Por actuar también frecuentemente diversos alimentos como alérgenos, el cambio de alimentación puede constituir una manera relativamente sencilla de descubrir la causa de una alergia. Debe subrayarse la expresión «relativamente sencilla» porque la mayoría de los gatos sólo renuncian de mala gana a la comida a la que están acostumbrados, reaccionando frecuentemente a los cambios de alimentación negándose a comer. Por lo demás, no influye nada que el pienso fuese tolerado bien antes de ese momento. Resulta muy típico de una alergia el presentarse de repente con sustancias habituales.
Un cambio de alimentación no se consigue sólo cambiando la marca de la lata de comida, sino renunciando transitoriamente a los piensos del comercio. La comida puede preparársela el mismo dueño, siguiendo instrucciones del veterinario. Esto ofrece la ventaja de que, siguiendo el principio de la exclusión, pueden determinarse sistemáticamente cuáles son los componentes tolerados y no tolerados del pienso.
Una solución sencilla del problema se logra administrando piensos compuestos especiales «pobres en alérgenos», que prescribe el veterinario; diversas firmas comerciales los ofertan en las formas de pienso húmedo o pienso desecado.
Cuando con el cambio de alimentación no se consigue ninguna mejoría, en el gato puede recurrirse, como en el hombre, a un test alérgico, con ulterior intento de desensibilización; sin embargo, el método no siempre resulta satisfactorio.

El granuloma eosinófilo

Esta afección cutánea observada sobre todo en gatos consiste en la aparición en la piel de zonas alopécicas, enrojecidas y claramente separadas del entorno, que se palpan como pequeños nodulos, por lo que también reciben el nombre de granuloma. No son dolorosas para el animal y, como mucho, provocan sólo ligero prurito.

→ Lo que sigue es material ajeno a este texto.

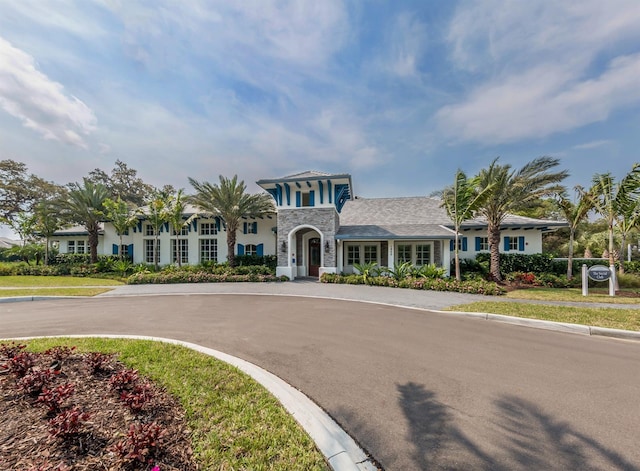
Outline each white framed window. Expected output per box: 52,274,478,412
144,239,160,263
173,224,189,235
200,239,218,262
396,242,433,266
347,245,360,265
200,222,218,235
415,244,431,266
396,244,413,263
171,239,189,263
364,245,378,263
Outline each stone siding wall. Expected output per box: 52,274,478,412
277,208,340,267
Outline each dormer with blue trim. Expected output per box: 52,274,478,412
256,170,352,213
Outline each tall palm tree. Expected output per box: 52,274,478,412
442,169,493,281
60,178,109,263
104,196,138,260
144,192,170,271
189,175,275,267
33,200,64,265
477,156,568,281
616,198,640,273
590,163,640,274
166,190,198,267
556,186,593,280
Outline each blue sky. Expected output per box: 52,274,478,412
0,0,640,206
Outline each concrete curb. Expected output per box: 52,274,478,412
4,334,378,471
440,310,640,341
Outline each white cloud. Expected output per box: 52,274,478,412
384,12,426,77
436,54,640,143
572,139,611,150
0,38,96,148
436,0,640,144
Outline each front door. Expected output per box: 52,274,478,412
309,237,320,276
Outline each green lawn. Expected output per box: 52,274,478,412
447,301,640,331
0,276,122,298
507,288,640,304
0,288,111,298
20,339,329,471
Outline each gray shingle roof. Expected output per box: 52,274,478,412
336,196,567,239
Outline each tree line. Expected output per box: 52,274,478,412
0,156,640,281
441,156,640,281
0,160,275,268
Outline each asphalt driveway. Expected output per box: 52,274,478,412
0,283,640,471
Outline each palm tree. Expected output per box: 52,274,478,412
166,190,197,267
60,178,109,263
556,186,593,280
34,200,64,265
144,192,169,271
617,198,640,273
477,156,568,281
589,163,640,276
104,196,138,260
189,175,275,267
442,169,493,281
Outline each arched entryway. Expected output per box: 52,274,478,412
307,237,322,277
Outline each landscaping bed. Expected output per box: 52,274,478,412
320,273,506,296
0,344,198,471
0,338,328,471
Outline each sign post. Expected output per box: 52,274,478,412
582,265,616,296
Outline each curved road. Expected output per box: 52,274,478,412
0,294,640,471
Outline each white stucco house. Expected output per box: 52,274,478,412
54,171,567,279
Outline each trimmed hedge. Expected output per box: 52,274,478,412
320,273,506,296
127,267,289,285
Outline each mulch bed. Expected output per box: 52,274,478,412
0,344,198,471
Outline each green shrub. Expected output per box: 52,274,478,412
127,267,288,285
411,263,446,278
0,262,16,276
320,273,506,296
236,255,278,270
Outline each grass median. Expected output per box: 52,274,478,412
447,301,640,331
0,276,122,298
20,338,329,471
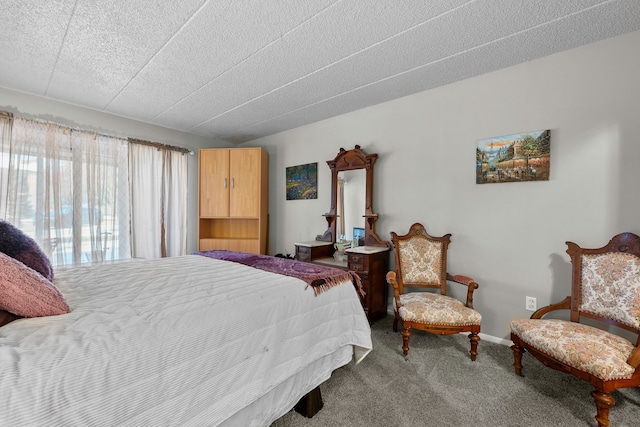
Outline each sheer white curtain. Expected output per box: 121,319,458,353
0,116,131,265
129,143,187,259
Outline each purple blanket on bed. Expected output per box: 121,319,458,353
194,250,364,296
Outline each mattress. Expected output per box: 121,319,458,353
0,255,372,426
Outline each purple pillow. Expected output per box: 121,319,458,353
0,252,71,317
0,219,53,280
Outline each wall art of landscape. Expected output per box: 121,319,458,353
476,130,551,184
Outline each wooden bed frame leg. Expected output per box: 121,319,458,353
294,386,324,418
511,342,524,377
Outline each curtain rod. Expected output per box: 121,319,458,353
0,111,194,155
128,138,193,155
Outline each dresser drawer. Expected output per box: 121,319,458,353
347,254,369,274
296,246,311,262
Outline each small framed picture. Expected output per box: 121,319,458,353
286,163,318,200
353,227,364,246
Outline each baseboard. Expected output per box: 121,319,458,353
478,332,513,347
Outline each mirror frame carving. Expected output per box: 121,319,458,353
316,145,391,248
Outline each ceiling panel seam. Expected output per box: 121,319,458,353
186,0,477,131
102,0,209,111
151,0,344,122
236,0,617,131
44,0,79,96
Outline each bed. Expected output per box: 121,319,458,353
0,254,372,426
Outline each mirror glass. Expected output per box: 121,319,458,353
336,169,367,244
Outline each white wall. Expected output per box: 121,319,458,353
247,32,640,338
0,87,230,253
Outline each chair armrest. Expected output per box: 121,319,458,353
627,347,640,369
447,273,480,308
387,271,402,310
530,296,571,319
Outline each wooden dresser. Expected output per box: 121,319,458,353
347,246,389,322
295,241,389,322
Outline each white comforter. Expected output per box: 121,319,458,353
0,255,371,426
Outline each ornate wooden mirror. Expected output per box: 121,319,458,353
316,145,391,248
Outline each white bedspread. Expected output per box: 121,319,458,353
0,255,371,426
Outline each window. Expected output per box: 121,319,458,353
0,116,131,265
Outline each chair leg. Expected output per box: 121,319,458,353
469,332,480,361
511,343,524,376
402,328,411,356
591,390,616,427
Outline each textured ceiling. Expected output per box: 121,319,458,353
0,0,640,143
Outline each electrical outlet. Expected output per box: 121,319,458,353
524,297,536,311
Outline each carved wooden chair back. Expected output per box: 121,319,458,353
511,233,640,426
387,223,482,360
391,224,451,295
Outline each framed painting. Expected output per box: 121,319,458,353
286,163,318,200
476,130,551,184
353,227,364,246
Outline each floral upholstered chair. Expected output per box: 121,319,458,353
387,223,482,360
511,233,640,426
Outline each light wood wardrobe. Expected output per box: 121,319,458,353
198,148,269,254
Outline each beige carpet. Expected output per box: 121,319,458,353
272,317,640,427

Los granulomas aparecen esporádicamente, sobre todo en las comisuras de la boca, labio superior o bien alineados uno tras otro en fila en el reverso del muslo. En estos puntos pueden aflorar simultánea o alternativamente.
La causa del granuloma eosinófilo permanece oscura todavía, aunque se presume que obedece a una reacción alérgica. Los gatos con granuloma eosinófilo parecen reaccionar en términos generales con más sensibilidad, lo que es típico de las afecciones cutáneas, tendiendo a sufrir inflamaclones cutáneas superficiales y flemones con más frecuencia que otros gatos.

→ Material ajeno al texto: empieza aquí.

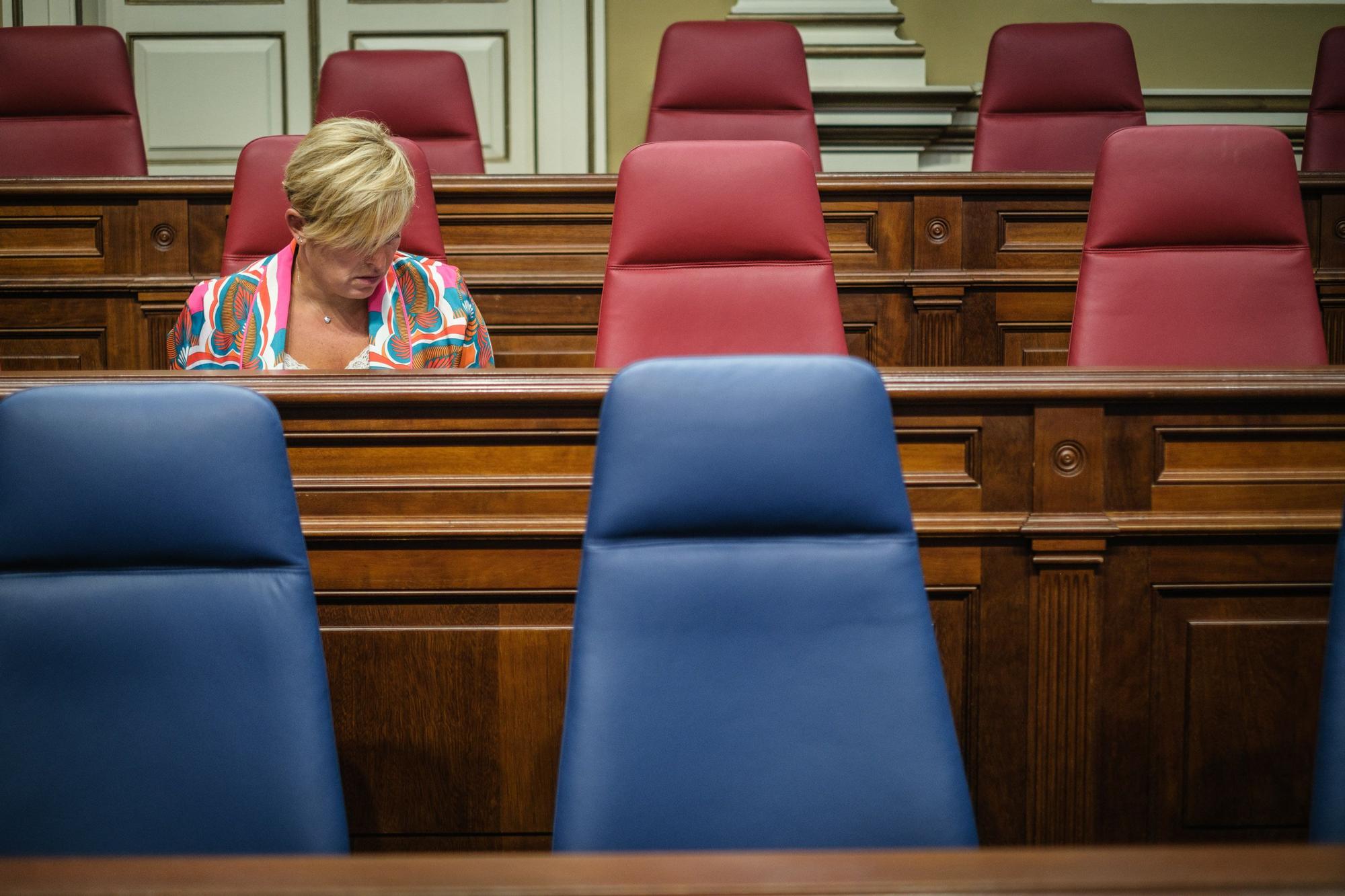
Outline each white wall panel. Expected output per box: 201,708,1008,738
130,35,286,173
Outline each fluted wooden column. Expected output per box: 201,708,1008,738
1025,406,1114,844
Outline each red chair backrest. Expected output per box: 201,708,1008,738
219,134,444,274
971,22,1145,171
1069,125,1326,367
644,22,822,171
0,26,148,177
315,50,486,175
1303,26,1345,171
594,140,846,367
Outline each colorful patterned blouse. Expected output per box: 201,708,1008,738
168,242,494,370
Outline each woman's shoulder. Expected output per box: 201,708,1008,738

El calificativo «eosinófilo» obedece a que en las zonas lesionadas y también en la sangre se encuentra abundante cantidad de leucocitos eosinófilos. Esta clase de glóbulos blancos sólo se halla normalmente en escasa cantidad en la sangre. En cambio, en alergias y en infestaciones parasitarias se incrementa su presencia sanguínea, El tratamiento, a cargo del veterinario, consiste en administrar cortisona en dosis relativamente elevadas, siendo preciso repetir semanalmente la inyección de este fármaco. Existe la alternativa posible de que el propietario administre durante varias semanas hormonas esteroides en forma de tabletas.

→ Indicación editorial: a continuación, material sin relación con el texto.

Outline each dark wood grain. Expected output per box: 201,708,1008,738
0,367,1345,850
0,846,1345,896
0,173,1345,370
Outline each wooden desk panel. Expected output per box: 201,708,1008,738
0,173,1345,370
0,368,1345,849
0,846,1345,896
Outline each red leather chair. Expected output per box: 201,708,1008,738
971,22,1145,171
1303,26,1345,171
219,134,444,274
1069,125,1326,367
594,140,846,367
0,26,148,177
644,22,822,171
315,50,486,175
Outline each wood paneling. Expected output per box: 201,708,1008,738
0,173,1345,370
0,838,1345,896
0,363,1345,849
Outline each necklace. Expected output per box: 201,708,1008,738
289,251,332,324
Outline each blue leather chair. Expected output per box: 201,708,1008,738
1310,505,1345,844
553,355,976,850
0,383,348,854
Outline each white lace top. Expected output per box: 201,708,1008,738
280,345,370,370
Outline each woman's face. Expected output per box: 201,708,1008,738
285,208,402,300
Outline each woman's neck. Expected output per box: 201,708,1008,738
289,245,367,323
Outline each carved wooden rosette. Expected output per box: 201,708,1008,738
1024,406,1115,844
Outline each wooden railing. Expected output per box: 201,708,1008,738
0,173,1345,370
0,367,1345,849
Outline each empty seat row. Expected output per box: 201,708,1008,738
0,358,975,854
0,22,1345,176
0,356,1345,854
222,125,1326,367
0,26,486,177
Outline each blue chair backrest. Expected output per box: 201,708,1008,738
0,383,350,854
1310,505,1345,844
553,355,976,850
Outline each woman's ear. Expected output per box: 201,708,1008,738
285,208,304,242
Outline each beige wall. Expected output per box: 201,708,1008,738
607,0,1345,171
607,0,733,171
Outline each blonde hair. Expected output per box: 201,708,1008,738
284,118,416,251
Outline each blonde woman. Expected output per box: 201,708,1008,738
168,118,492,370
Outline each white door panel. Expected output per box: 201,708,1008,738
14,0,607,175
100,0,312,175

A pesar de tener éxito en su tratamiento, los granulomas tienden por desgracia a repetir.

Un principio básico de las dietas de elaboración propia o compradas -además de evitar los conservantes y otros aditivos- es el de no utilizar nunca como fuente de proteína carnes habituales, como las de vaca o pollo, ya que la reacción alérgica va dirigida frecuentemente contra ellas. De aquí que la carne de cordero, que en Alemania se consume raramente, sea la materia básica de las dietas hipoalérgicas.